Litigators deserve specialist tools built for their specialist work, not generalist AI that forces them to adapt their workflows to the technology.

Where Harvey and Legora add value

Harvey and Legora are general AI platforms widely used by law firms. They are productivity platforms designed to help lawyers work faster and more consistently, but are not specialised to the workflows of a litigator. In disputes, they are used to:

  • Summarise and tabulate evidence
  • Support drafting, legal research, and reasoning

Despite these gains, the core factual work of litigation remains largely manual. Neither Harvey nor Legora is designed to:

  • Maintain a persistent, evolving map of the facts as they develop
  • Systematically reconcile competing accounts across the entire evidential record
  • Surface contradictions as structural weaknesses in case theory
  • Build accurate, source-verified chronologies from 100k+ page datasets
  • Keep every factual assertion continuously linked to its evidence
  • Show, at any moment, what you can actually prove

Read more: We already have eDiscovery. Why do we need Wexler?

Teams still reconstruct facts using spreadsheets, Word documents, and memory. Critical weaknesses surface late, after positions have hardened.

Wexler is for understanding the evidence in full

Wexler is purpose-built for litigation teams who need to master complex evidence. It treats facts, not documents, as the fundamental unit of analysis. 

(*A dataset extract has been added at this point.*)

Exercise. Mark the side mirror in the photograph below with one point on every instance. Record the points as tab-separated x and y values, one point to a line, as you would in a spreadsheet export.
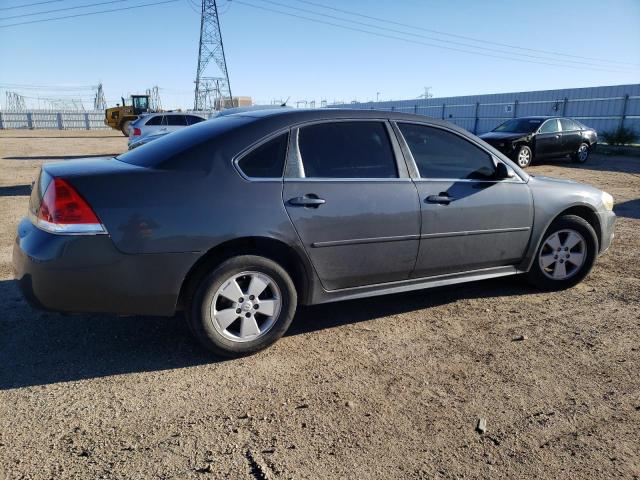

Leading disputes teams use Wexler to:

  • Extract every material fact from vast evidential sets
  • Build and maintain live, source-linked chronologies
  • Expose inconsistencies, gaps, and timeline conflicts automatically
  • Trace every fact to its precise source sentence
  • Stress-test case theory against the complete factual record
  • Draft submissions grounded entirely in verified facts
  • Update their factual matrix continuously as evidence evolves

This creates a structured, auditable fact base that shows what the evidence actually proves, not what anyone assumes. Teams can pressure-test strategy from day one, spot weaknesses before opponents do, and prepare cross-examination knowing exactly where every fact lives. This changes outcomes.

Key differences between Harvey, Legora and Wexler

Many firms deploy these platforms as a stack:

  • eDiscovery to collect and reduce data
  • Harvey, Legora, or similar to accelerate review, drafting, and preparation
  • Wexler to extract, verify, and maintain the factual record

Harvey and Legora help firms save time. Wexler helps firms find the facts they need.